背骨で感じる硬い板の衝撃。舞い上がる土ぼこり。むせる口元を必死で押さえる。
「ふうーー。とにかく、乗れたぞー」
小さくガッツボーズして気づいた。
ベンジーのこと、置いてきちゃった……。
一瞬へこむが、まあヤツは大丈夫だよな。オカリナあるし。
むしろヤバいのは、猪突猛進した俺の状況だ。
俺がすっぽり入りそうな、でっかい木箱がぎっしり積んである貨物車。
そこにひとり、ドナドナと揺られている。
道の凹凸をダイレクトに反映する貨物馬車の乗り心地はまあ、控えめに言って最悪。
前触れなく上下左右にでっかい揺れがくるもんだから、いつの間にか後頭部にたんこぶができているし、擦りむいたすねは熱を持っている。
だが不思議と痛みは感じなかった。
ついに、現場への潜入に成功した!
その高揚感が体を満たし、痛みをどっかに押しやっている。
「えーっと、この道は、穀倉地帯に続く道だよなあ……」
揺れる馬車のなかで、俺は地図を確認する。
崖上から続いていた乾いた赤土の一本道から、うっそうとした森に入った。
「マチが言っていた、キノコとワイルドベリーの森っぽいよな、ここ」
ドワーフと棲み分けているから、入っちゃダメってマチは言っていたけど。
馬車はためらいなく進んでいくぞ。いいのか?
良くてもダメでも、今の俺に選択の余地はないが。
馬車がスピードを上げる。なんだこの急加速。さっきまでの揺れが楽しい楽しいメリーゴーラウンドに思えてきた。

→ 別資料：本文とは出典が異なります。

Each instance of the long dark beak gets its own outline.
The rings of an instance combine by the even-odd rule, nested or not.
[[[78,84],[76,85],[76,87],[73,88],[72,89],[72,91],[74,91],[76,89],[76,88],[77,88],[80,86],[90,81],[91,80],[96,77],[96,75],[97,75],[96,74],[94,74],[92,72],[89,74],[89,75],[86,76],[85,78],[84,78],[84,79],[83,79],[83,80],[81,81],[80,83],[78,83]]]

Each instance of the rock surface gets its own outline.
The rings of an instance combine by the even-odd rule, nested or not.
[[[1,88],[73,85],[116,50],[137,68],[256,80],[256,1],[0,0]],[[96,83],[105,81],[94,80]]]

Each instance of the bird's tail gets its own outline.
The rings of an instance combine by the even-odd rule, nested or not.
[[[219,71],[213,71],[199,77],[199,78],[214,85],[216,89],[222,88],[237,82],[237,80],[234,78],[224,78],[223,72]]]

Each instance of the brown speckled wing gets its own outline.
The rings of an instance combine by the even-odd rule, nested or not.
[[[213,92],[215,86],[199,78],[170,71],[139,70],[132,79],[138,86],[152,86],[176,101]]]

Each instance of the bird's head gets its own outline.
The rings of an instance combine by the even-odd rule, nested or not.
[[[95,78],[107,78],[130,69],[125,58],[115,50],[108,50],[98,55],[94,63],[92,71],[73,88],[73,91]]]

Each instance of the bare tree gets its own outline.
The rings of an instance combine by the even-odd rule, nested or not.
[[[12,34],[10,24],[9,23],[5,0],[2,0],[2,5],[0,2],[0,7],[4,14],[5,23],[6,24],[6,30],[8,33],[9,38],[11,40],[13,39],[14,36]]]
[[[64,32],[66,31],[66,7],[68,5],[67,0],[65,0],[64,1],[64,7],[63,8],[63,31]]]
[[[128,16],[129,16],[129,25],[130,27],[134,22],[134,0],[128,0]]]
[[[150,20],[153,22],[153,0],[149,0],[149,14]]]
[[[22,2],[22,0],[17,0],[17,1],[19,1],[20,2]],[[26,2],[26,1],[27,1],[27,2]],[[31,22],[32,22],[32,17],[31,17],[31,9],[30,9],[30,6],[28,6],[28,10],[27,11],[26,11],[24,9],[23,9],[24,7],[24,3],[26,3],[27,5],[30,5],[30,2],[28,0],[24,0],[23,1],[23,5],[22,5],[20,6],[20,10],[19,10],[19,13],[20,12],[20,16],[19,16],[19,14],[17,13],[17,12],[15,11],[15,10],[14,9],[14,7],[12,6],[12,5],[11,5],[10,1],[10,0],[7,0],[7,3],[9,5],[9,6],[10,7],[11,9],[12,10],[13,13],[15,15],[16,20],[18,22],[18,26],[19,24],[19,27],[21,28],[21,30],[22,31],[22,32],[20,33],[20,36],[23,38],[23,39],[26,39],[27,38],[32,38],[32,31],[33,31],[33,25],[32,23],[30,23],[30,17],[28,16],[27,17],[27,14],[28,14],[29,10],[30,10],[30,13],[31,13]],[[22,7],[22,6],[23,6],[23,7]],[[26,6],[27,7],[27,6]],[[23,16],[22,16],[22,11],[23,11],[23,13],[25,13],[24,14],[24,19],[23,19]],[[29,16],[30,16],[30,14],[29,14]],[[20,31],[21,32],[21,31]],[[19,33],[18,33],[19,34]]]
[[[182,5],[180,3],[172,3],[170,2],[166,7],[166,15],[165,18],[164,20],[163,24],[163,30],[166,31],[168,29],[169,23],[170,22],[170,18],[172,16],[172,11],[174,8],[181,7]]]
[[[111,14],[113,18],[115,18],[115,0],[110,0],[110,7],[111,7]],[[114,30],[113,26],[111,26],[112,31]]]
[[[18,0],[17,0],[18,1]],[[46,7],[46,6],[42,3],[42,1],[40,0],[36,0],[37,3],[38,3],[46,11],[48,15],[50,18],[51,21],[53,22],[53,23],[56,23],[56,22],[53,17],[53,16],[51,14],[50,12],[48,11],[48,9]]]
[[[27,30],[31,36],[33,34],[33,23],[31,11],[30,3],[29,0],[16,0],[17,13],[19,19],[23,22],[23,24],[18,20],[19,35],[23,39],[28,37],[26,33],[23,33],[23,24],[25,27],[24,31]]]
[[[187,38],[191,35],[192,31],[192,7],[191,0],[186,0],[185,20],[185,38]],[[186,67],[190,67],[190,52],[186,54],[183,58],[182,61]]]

爆発的な揺さぶりに、体が浮き上がって、まるで、暴れ馬に直接座しているかのよう。
おい、ちょっと待てって。シートベルトとかないっすか!
俺は必死で、木箱につかまりバランスを取る。あーもう。ベンジーがいたら、これもアトラクションっぽく楽しめるのになあ。
あいつ何やってるんだよ……
……俺が置いてきたんだよ。
ようやく森を抜けると、途端に馬車はスピードを落とした。
「ふうう、生きた心地がしなかったぜ……」
身体の力を抜いて、顔を上げる。
現れた光景に、俺は一瞬、言葉を失った。
「小麦、小麦、小麦、麦だらけじゃん!」
見渡す限り一面に、黄金色の小麦畑が広がっている。
やっぱり、魔獣が来て全滅なんて、嘘っぱちじゃないか。
「なんちゅうことだ……って、おふっ」
急停車する馬車。
小麦畑に見とれていた俺は受け身を取る間もなく、したたかにお尻を打ち付ける。
「いってえ。ったく、安全運転って概念はないのかね、この国は……」
ぶつぶつ俺が独りごちていると。
貨物車を運転していた男2人が、腰を叩きながら降りてきた。
とっさに身をかがめる俺。
「はあー、疲れた。あの森抜けるのは、楽じゃあねえなあ」
「ああ。ドワーフの昼寝時間に、とにかく走り抜けなきゃならねえからなあ」
なるほど。それであんなに、突っ走っていたのか。
男の一人がうぐーと声を上げてのびをし、脇腹をぼりぼり、盛大にかきむしる。
「おい、お前。そういうだらしないしぐさ、ベーダー様に見つかったら事だぞ」
「そうは言ってもよ。あちらさんの馬車の乗り心地とは雲泥の差なんだぜ、こっちは。体中、バキバキよ」
「そんなの俺だって同じだよ。さあ、さっさと運ぶぞこれ」
「了解、りょうかい」
男達は息を合わせて、木箱の一つを持ち上げる。
おっと、これはまずいぞっ。見つかっちゃう。
俺は慌てて貨物馬車から飛び降りようとし、ふと、木箱に目を留めた。
待てよ。
持ち上げた木箱を男達が運んでいる隙に、近くにあったひとつの蓋を開けてみる。
「……すっげー。ワインがぎっしりだ」
もうひとつ。
「なんだこりゃ。……イモか?」
ゲンコツ大のゴロゴロした、ジャガイモっぽいものが大量に詰まっている。
もうひとつ。
開けてダメなら諦めようと思ったその箱は、
「よっしゃ! 空箱だ!」
俺はすちゃっと身をすべらせ、膝を折って木箱に収まった。
手探りで蓋を閉める。途端に、視界から光が消えた。
「ちょっと……棺桶のなかって、こんな感じかなあ……」
なんだか心もとない。
でも、せっかくここまで来たんだ。とことん潜入取材してやる!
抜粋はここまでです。